A detailed engineering overview of Lasso (as a standalone lookup argument) can be found here.

Using Lasso to handle instruction execution

Lasso requires that each primitive instruction satisfies a decomposability property. The property needed is that the input(s) to the instruction can be broken into "chunks" (say, with each chunk consisting of 16 bits), such that one can obtain the answer to the original instruction by evaluating a simple function on each chunk and then "collating" the results together. For example, the bitwise-OR of two 32-bit inputs x and y can be computed by breaking each input up into 8-bit chunks, XORing each 8-bit chunk of x with the associated chunk of y, and concatenating the results together.

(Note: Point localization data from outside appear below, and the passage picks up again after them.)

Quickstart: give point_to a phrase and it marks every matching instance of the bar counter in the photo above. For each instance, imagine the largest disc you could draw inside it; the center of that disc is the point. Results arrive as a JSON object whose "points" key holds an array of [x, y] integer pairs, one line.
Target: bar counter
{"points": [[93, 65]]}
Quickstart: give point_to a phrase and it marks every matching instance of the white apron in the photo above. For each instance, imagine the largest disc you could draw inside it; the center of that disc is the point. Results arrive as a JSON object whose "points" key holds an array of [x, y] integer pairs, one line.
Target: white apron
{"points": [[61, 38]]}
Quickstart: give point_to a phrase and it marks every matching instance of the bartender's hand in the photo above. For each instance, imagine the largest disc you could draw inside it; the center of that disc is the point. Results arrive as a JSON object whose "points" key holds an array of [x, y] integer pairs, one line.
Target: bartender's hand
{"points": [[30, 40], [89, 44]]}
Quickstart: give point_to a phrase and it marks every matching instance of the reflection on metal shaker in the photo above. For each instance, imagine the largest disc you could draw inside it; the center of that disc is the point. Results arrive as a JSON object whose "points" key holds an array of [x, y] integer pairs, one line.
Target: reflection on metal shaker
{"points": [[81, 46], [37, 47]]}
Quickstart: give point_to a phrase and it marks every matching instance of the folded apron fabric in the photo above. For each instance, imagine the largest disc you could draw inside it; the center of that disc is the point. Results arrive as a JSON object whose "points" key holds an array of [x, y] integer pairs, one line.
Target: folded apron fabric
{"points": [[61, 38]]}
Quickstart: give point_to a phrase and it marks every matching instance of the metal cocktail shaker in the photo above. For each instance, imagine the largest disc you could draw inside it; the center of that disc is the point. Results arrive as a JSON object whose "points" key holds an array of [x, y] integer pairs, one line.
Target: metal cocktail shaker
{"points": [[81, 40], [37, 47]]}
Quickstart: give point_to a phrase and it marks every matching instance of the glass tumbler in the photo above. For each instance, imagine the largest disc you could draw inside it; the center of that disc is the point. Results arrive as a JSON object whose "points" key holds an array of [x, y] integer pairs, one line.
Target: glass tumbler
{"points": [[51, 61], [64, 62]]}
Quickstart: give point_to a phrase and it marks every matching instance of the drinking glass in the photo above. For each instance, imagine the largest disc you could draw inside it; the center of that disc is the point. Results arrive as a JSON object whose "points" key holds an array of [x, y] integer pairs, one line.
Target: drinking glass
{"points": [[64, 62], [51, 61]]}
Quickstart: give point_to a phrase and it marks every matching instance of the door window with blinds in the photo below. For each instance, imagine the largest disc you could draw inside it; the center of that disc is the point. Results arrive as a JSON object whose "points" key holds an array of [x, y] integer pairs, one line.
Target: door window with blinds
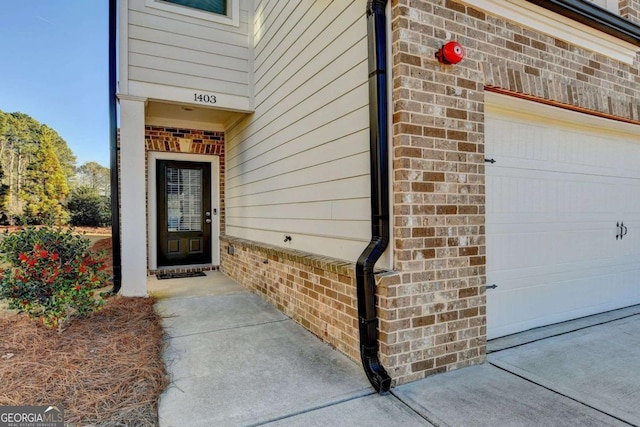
{"points": [[184, 199], [184, 212]]}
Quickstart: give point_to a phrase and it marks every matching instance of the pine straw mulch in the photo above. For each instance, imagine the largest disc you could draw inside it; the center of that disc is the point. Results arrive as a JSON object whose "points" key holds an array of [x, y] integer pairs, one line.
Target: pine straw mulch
{"points": [[105, 370]]}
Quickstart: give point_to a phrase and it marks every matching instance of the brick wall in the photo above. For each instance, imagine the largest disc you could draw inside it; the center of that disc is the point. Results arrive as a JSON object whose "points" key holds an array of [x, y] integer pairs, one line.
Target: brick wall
{"points": [[192, 141], [432, 308], [317, 292]]}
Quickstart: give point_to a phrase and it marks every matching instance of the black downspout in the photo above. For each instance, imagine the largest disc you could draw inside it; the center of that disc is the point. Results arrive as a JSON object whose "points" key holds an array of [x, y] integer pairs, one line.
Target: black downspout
{"points": [[378, 135], [113, 139]]}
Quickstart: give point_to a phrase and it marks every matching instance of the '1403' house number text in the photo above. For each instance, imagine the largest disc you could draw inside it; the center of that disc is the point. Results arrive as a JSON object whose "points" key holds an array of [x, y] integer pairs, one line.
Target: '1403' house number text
{"points": [[204, 97]]}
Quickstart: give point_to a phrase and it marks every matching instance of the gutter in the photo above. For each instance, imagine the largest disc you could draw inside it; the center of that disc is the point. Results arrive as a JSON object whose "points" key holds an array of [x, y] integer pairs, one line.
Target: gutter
{"points": [[113, 140], [379, 152], [594, 16]]}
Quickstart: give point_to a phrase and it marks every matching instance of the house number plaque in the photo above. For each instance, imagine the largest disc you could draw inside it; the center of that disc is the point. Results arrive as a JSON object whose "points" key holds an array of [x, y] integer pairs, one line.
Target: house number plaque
{"points": [[205, 98]]}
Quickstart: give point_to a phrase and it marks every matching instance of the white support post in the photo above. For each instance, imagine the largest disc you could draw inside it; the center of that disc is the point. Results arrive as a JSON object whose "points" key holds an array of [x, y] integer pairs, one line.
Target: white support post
{"points": [[132, 196]]}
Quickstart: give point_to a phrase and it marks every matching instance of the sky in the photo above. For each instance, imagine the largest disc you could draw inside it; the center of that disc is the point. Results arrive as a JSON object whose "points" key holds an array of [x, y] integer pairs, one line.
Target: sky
{"points": [[54, 59]]}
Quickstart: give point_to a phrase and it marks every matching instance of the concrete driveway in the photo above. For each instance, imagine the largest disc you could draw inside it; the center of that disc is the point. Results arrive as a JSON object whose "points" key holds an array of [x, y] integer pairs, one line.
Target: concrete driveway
{"points": [[237, 361]]}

In Lasso, we call the task of evaluating a simple function on each chunk a "subtable lookup" (the relevant lookup table being the table storing all $2^{16}$ evaluations of the simple function). And the "collating" of the results of the subtable lookups into the result of the original lookup (instruction execution on the un-chunked inputs) is handled via an invocation of the sum-check protocol. We call this the "primary sumcheck" instance in Lasso.

The "primary sumcheck" collation looks as follows for a trace of length $m$ and a VM with $F$ unique instructions.

${\sum }_{x\in \{0,1{\}}^{{\log }_2(m)}}\left[\widetilde{\text{eq}}(r,x)\cdot {\sum }_{f\in \{0,1{\}}^{{\log }_2(F)}}\widetilde{{\text{flags}}_f}(x)\cdot g_f({\text{terms}}_f(x))\right]$

$\widetilde{{\text{flags}}_f}(x)$ is an indicator function for the $f$-th instruction: $\widetilde{{\text{flags}}_f}(x)=1$ if instruction $f$ is used during the $x$-th step of the trace, when $x\in \{0,1{\}}^{{\log }_2(m)}$.

$g_f(...)$ is the collation function used by the $f$-th instruction.

${\text{terms}}_f(x)=[E_1(x),...E_{\alpha }(x)]$ where $\alpha$ is the number of independent memories used by an instruction. For simple instructions like the EQ instruction, $\alpha =C$, where $C$ is the number of chunks that the inputs are broken into, so ${\text{terms}}_f(x)=[E_1(x),...E_C(x)]$. More complicated instructions such LT might have ${\text{terms}}_f(x)=[E_{\text{EQ}}(x),E_{\text{LT1}}(x),E_{\text{LT2}}(x)]$. The exact layout is dependent on the number of subtables required by the decomposition of the instruction. The mappings can be found in the JoltInstruction::subtable method implementations.

Mental Model

For a given $r\in \{0,1{\}}^{\log (m)}$ (think integer index of the instruction within the trace), $\widetilde{\text{eq}}(r,x)=0$ for all but one term $x$ of the outer sum. Similarly all $\widetilde{{\text{flags}}_f}(x)=0$ for all but one term of the inner sum. Leaving just the collation function of a single instruction, evaluating to the collated lookup output of the single instruction. In reality $r$ is a random point $r\in {\mathbb{F}}^{\log (m)}$ selected by the verifier over the course of the protocol. The evaluation point provides a distance amplified encoding of the entire trace of instructions.

To illustrate more concretely imagine a two-instruction VM for LT and EQ instructions with $C=1$.

$$\sum _{x\in \{0,1{\}}^{{\log }_2(m)}}\widetilde{\text{eq}}(r,x)\cdot \left[{\widetilde{\text{flags}}}_{\text{LT}}(x)\cdot g_{\text{LT}}(E_{\text{LT}}(x))+{\widetilde{\text{flags}}}_{\text{EQ}}(x)\cdot g_{\text{EQ}}(E_{\text{EQ}}(x))\right]$$

Subtable Flags

TODO

• We then use memory checking to determine that each of the memories $E_i$ is well formed
• At a given step of the CPU only a single instruction will be used, that means that only that instruction's subtables will be used. For the rest of the memories we insert a no_op with (a, v) = 0. In order to make the GKR trees cheaper to compute and sumcheck we'll add a single additional layer to the GKR tree. During this layer we'll "toggle" each of the GKR leaves to "1" in the case that it is an unused step of the CPU. This will make the binary tree of multiplication gates cheaper. We'll toggle based on a new flags polynomial called $subtable-flag{s}_f$ which is the sum of all of the $instruction-flag{s}_f$ used in the instruction collation above.
• The function to compute each of the leaves becomes $leaf[i]=\text{subtable-flags}[i]\cdot \text{fingerprint}[i]+(1-\text{subtable-flags}[i])$